Yes, the expression you have for the torque is correct. What does the torque do to the angular velocity? What is the equation that describes the relationship between the two?

[stunner5000pt]

the torque, \tau = I \alpha = I \omega R sin \theta
and I = \frac{1}{4} MR^2 + M(R^2 + L^2)
and the toqure due to gravity is Mg(L+R) sin \theta
am i on the right track??
but what do i do now?? the torque due to the gravity is not equal to the torque due to the string system...

[OlderDan]

\tau = I \alpha is good. How do you know that \alpha = \omega R sin \theta

From \tau = I \alpha
I is a constant determined by the geometry of your system and the mass of the disk. You know that \alpha is related to \theta as the time rate of change of angular velocity, which is, in turn, the time rate of change of angular position \theta. The magic of this problem is in the phrase "small oscillations". If you recall the problem of an "ordinary" pendulum the same phrase was used. It permits the replacement of sin \theta by the approximate equivalent \theta. You will then recognize that the torque is proportional to the negative of the angular displacement. This is directly analogous to the force being proportional to the negative of the linear displacement in linear simple harmonic motion problems. Your text probably has a general equation for the period of oscillation of a physical pendulum in terms of I, distance from the point of attacment to the center of mass, the mass and the acceleration of gravity. If not, see if you can come up with it by analogy to the problem of a mass on a spring where F = -kx

[stunner5000pt]

\alpha = \frac{g}{\frac{R^2}{4} + (R + L)^2}
so then T = 2 \pi \sqrt{{\frac{\frac{R^2}{4} + (R + L)^2}{g(L+R)}}
is this correct???

[maverick280857]

How can you say that \alpha = \omega R \sin\theta? :surprised (This is of course if you are referring to omega as the angular speed).
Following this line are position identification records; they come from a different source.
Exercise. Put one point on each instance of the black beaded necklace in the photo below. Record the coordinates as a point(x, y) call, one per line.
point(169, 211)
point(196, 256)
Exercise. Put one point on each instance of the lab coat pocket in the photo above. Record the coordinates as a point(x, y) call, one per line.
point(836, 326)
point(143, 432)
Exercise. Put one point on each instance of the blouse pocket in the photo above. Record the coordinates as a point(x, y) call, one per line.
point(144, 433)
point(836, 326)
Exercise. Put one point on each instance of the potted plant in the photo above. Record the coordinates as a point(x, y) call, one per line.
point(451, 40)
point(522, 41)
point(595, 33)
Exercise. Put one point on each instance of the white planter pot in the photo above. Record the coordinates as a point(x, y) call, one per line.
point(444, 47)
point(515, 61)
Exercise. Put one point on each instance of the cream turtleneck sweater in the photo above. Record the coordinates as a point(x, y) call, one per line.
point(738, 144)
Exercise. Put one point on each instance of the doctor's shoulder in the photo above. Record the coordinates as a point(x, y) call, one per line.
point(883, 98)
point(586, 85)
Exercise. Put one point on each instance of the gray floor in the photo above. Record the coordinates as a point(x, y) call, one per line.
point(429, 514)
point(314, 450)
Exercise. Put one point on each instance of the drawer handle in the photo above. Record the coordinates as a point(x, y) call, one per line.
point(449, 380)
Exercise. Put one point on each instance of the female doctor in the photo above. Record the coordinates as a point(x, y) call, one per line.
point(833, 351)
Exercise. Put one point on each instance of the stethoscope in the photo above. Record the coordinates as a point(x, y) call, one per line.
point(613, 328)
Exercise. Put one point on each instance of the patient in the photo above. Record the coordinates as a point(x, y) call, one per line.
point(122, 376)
A better idea is to take the torque about the center of mass of the system and take the moment of inertia referred to that axis as well (first). This is really a physical pendulum and in your simple case, the system mass center coincides with that of the disk as the rod is assumed to be massless.
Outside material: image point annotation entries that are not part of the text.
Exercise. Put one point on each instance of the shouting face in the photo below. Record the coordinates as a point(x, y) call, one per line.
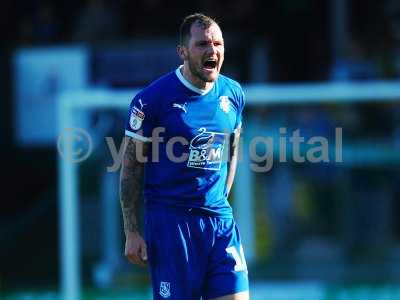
point(203, 54)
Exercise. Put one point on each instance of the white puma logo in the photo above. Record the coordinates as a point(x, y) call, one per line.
point(181, 106)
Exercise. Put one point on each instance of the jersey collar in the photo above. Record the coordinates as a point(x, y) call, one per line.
point(188, 84)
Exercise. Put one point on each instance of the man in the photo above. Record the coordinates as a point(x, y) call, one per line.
point(191, 241)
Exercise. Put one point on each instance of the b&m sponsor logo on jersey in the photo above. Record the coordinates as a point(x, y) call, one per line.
point(206, 150)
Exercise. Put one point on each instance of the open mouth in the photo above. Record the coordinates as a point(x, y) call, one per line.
point(210, 64)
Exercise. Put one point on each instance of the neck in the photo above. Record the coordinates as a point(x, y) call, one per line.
point(197, 82)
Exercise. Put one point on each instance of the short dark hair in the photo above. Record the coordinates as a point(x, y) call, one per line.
point(188, 21)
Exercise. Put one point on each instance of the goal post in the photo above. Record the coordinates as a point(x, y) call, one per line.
point(71, 102)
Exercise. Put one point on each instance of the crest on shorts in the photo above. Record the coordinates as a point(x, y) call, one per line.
point(165, 291)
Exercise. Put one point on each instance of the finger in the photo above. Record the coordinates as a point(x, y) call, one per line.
point(143, 252)
point(135, 260)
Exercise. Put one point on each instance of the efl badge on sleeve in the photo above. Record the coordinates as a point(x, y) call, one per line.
point(136, 119)
point(165, 289)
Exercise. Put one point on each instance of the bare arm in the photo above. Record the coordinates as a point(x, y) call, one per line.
point(232, 163)
point(131, 187)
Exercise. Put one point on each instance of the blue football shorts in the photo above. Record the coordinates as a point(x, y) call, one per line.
point(192, 255)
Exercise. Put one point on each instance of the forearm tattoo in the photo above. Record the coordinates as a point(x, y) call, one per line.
point(131, 184)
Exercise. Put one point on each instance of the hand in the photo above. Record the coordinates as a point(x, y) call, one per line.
point(135, 249)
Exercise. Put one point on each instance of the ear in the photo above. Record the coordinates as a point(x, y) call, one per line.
point(182, 52)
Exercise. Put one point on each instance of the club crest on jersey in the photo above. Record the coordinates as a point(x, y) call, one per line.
point(165, 289)
point(206, 150)
point(224, 103)
point(136, 118)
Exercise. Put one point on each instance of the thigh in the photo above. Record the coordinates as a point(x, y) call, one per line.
point(176, 269)
point(227, 273)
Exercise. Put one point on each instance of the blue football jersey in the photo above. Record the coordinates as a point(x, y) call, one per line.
point(190, 131)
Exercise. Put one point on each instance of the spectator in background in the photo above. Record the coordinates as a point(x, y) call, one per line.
point(98, 21)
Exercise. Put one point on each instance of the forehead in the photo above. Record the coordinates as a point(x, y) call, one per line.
point(199, 32)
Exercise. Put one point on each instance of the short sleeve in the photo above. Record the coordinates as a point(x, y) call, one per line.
point(241, 101)
point(139, 123)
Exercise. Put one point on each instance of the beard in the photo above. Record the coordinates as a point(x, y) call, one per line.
point(195, 69)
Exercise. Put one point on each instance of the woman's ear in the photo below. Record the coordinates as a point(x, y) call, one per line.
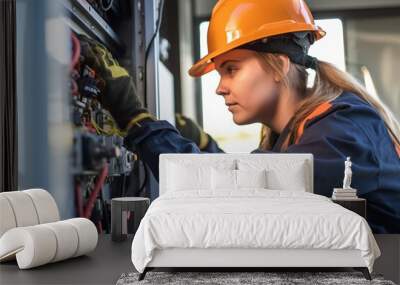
point(285, 63)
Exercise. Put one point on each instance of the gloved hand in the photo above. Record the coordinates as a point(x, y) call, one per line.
point(118, 94)
point(192, 131)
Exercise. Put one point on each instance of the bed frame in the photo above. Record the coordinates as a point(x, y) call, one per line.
point(244, 259)
point(249, 259)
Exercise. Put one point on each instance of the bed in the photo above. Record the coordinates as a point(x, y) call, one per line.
point(245, 211)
When you have the equation of motion, it should include a \sin\theta term depending on what this angle is (its from the vertical right?). For small angle approximations, the motion is simple harmonic and you can extract the parameters of the motion from the equation, which should look like I\ddot{\theta} + k\theta = 0.

Cheers
Vivek

[dextercioby]

How did u get that 4 in the moment of inertia ...?Doesn't the disk spin around an axis passing through its center of mass...?If so,then is should be I=\frac{1}{2}MR^{2} .

Daniel.

[OlderDan]

The disk is NOT spinning around its center.

Your result is {ALMOST} correct stunner500pt. The general result is

T = 2 \pi \sqrt{{\frac{I_{support}}{mgL_{cm}}}

You have {} identified the moment of inertia and the distance to the center of mass (L + R) in this problem.

Correction:

If the disk were rotating about its perpendicular axis the moment of inertia would be

I= \frac{1}{2}MR^{2}

So the first factor should be 1/2 not 1/4. Then because it is rotating about a point L + R from the center the moment of ineria becomes

I = \frac{1}{2} MR^2 + M (R+L)^2

The factor 1/4 would be appropriate for a disk spinning about an axis along a diameter through the center, which is not the case here.

I'm sure that was the point intended by dextercioby calling attention to the 4.

[maverick280857]

The disk is NOT spinning around its center.

Your result is correct stunner500pt. The general result is

T = 2 \pi \sqrt{{\frac{I_{support}}{mgL_{cm}}}

You have correctly identified the moment of inertia and the distance to the center of mass (L + R) in this problem.

Yes thats correct. The disk wouldn't be a pendulum if it were spinning about its CM dextercioby.